Regarding these performance fluctuations, Ginlong Technologies stated that during the reporting period, due to the continuous decline in the exchange rates of currencies like the US dollar, the company incurred a foreign exchange loss of approximately 47.94 million RMB, which reduced profits by about 76.14 million RMB compared to the same period last year. Meanwhile, the company completed the initial grant of its 2026 Restricted Stock Incentive Plan in May. Within the twelve months starting from that date, it expects to generate approximately 18.9718 million RMB in share-based compensation expenses each month.
In addition, affected by changing weather conditions and other factors, the power generation efficiency of the company's renewable energy power production and residential PV power generation system businesses experienced seasonal fluctuations, resulting in a year-on-year decline in power generation hours during this reporting period.
Skyworth Digital
On July 7, Skyworth Digital released its performance forecast for the first half of 2026. The company projects its net profit attributable to shareholders of the listed company for the first half of the year to be between 140 million and 180 million RMB, surging 161.24% to 235.88% year-on-year. Net profit after deducting non-recurring gains and losses is expected to reach 115 million to 150 million RMB, an increase of 141.90% to 215.52% year-on-year.
According to the announcement, this earnings growth was primarily driven by an increase in the sales volume of the company's smart terminal products and the expansion of its revenue scale during the reporting period, along with an improvement in gross profit margin compared to the same period last year.
Wanhua Chemical
On July 7, Wanhua Chemical released its H1 2026 earnings pre-increase announcement. The company expects its net profit attributable to shareholders of the listed company for the first half of 2026 to range from 9.8 billion to 10.4 billion RMB, representing a substantial year-on-year increase of 60.05% to 69.85%. Net profit attributable to shareholders after deducting non-recurring gains and losses is projected to be between 9.6 billion and 10.2 billion RMB, up 53.75% to 63.36% year-on-year.

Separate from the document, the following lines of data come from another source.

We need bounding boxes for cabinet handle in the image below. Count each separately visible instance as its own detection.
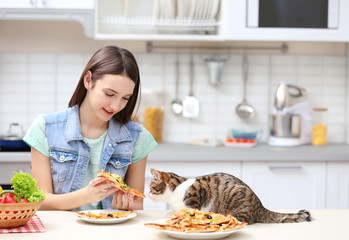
[269,166,302,171]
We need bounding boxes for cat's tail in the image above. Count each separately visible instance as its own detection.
[256,208,311,223]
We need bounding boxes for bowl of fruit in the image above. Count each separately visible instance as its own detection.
[0,172,45,228]
[224,129,260,147]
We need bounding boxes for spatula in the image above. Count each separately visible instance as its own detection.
[183,54,200,118]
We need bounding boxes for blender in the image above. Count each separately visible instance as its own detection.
[268,82,312,147]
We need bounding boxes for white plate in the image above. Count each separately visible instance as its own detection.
[75,209,137,224]
[146,219,241,239]
[224,142,257,148]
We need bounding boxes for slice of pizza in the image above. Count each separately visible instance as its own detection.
[97,170,145,198]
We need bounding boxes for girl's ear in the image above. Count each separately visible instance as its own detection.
[150,168,161,180]
[84,71,92,89]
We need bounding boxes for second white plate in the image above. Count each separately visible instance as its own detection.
[147,219,241,240]
[76,209,137,224]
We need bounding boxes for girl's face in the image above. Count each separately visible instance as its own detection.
[85,73,135,121]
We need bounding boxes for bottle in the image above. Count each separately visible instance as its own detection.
[141,90,164,143]
[312,108,327,146]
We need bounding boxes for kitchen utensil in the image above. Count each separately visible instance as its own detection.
[274,82,306,110]
[235,55,256,119]
[171,56,183,115]
[205,57,226,86]
[183,55,200,118]
[0,123,30,151]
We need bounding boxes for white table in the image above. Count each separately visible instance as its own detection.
[0,209,349,240]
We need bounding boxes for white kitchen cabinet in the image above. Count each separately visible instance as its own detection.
[326,162,349,209]
[0,0,95,38]
[0,0,94,9]
[242,162,326,210]
[95,0,226,41]
[144,161,241,210]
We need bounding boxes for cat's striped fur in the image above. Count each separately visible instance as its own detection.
[149,169,311,224]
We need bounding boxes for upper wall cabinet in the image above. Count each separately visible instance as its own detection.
[95,0,223,41]
[0,0,349,42]
[0,0,95,38]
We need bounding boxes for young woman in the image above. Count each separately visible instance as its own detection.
[23,46,157,210]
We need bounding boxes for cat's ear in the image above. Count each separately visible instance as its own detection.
[150,168,161,180]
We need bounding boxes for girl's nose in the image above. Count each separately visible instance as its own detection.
[110,99,121,112]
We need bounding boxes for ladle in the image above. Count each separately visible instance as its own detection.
[235,55,256,119]
[205,57,226,86]
[171,56,183,115]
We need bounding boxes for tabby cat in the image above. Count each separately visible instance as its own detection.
[149,169,311,224]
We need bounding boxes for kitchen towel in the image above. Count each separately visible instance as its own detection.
[0,214,46,233]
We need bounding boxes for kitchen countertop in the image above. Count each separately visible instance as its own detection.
[0,209,349,240]
[0,143,349,162]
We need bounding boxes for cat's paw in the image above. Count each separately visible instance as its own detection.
[298,210,311,222]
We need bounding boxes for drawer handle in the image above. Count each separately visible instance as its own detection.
[269,166,302,171]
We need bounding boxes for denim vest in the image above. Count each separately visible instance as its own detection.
[44,105,142,209]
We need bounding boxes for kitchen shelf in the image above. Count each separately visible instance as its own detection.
[94,0,223,41]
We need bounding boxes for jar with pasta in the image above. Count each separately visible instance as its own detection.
[141,90,164,143]
[312,108,327,146]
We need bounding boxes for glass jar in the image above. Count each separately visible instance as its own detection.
[312,108,327,146]
[141,90,164,143]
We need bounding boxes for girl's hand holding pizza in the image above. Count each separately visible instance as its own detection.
[112,190,135,210]
[86,177,118,203]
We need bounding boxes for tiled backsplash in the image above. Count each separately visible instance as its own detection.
[0,53,348,143]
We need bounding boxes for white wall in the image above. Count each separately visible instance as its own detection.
[0,51,348,143]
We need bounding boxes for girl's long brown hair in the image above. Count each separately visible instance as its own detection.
[68,46,140,124]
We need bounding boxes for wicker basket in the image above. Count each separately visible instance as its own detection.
[0,200,43,228]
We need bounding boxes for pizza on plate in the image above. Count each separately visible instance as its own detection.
[75,209,133,219]
[144,209,247,233]
[97,170,145,198]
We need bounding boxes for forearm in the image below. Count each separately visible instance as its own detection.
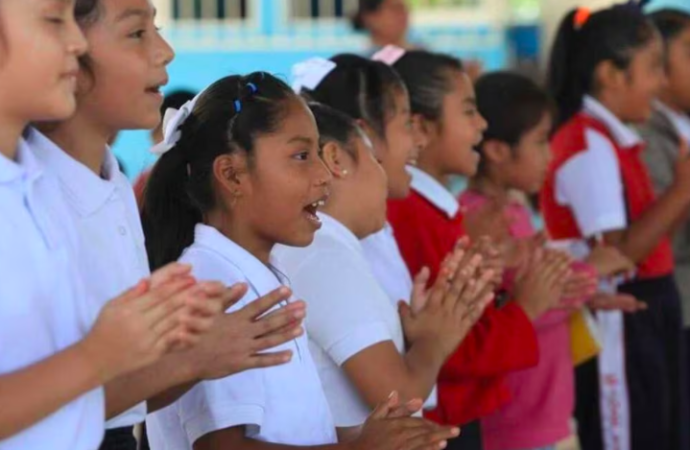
[0,344,101,440]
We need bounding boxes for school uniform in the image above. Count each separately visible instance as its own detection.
[274,213,409,427]
[27,130,150,450]
[0,140,105,450]
[146,224,337,450]
[541,97,688,450]
[388,167,539,449]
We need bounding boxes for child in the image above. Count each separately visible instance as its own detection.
[144,73,457,450]
[388,51,568,449]
[460,72,637,450]
[640,9,690,402]
[0,0,211,450]
[27,0,304,449]
[541,2,690,450]
[275,104,493,435]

Explaining the growth, the company noted that in the first half of 2026, global chemical raw material prices rose due to international political factors and geopolitical conflicts. This, combined with shifts in supply and demand dynamics in certain regions, pushed up market prices for chemical products, thereby enhancing the profitability of the company's products. Meanwhile, the company completed the feedstock diversification upgrade of its Phase I ethylene plant in January 2026, further boosting the cost competitiveness of its petrochemical segment.